Bioinformatics Advance Access published online on January 18, 2008
Bioinformatics, doi:10.1093/bioinformatics/btm601
| ||||||||||||||||||||||||||||||||||||||||||||||||||||||||||||||||||
Sparse representation and Bayesian detection of genome copy number alterations from microarray data
aSignal and Image Processing Institute, Ming Hsieh Department of Electrical Engineering, Viterbi School of Engineering, University of Southern California, EEB 400, 3740 McClintock Ave, Los Angeles, CA 90089-2564, USA.
bDivision of Hematology - Oncology, Childrens Hospital Los Angeles, Department of Pediatrics, Keck School of Medicine, University of Southern California
*To whom correspondence should be addressed.

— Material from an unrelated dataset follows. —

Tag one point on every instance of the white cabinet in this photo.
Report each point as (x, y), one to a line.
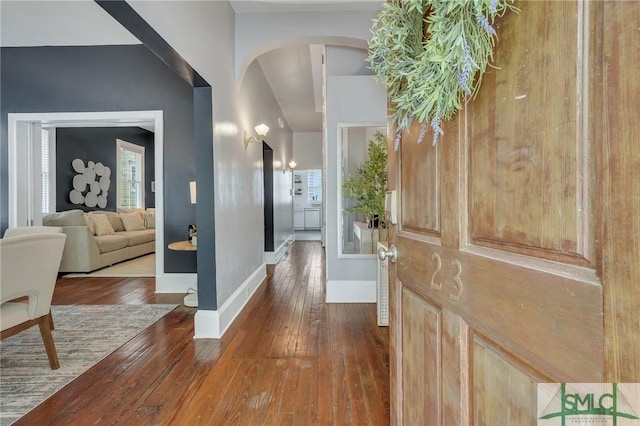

Dr. Shahab Asgharzadeh, E-mail: jpei{at}chop.swmed.edu, Roger Pique-Regi, rpique{at}ieee.org
| Abstract |
|---|
Motivation: Genomic instability in cancer leads to abnormal genome copy number alterations (CNA) that are associated with the development and behavior of tumors. Advances in microarray technology have allowed for greater resolution in detection of DNA copy number changes (amplifications or deletions) across the genome. However, the increase in number of measured signals and accompanying noise from the array probes present a challenge in accurate and fast identification of breakpoints that define CNA. This paper proposes a novel detection technique that exploits the use of piece-wise constant (PWC) vectors to represent genome copy number and sparse Bayesian learning (SBL) to detect CNA breakpoints.
Methods: First, a compact linear algebra representation for the genome copy number is developed from normalized probe intensities. Second, SBL is applied and optimized to infer locations where copy number changes occur. Third, a backward elimination (BE) procedure is used to rank the inferred breakpoints; and a cut-off point can be efficiently adjusted in this procedure to control for the false discovery rate (FDR).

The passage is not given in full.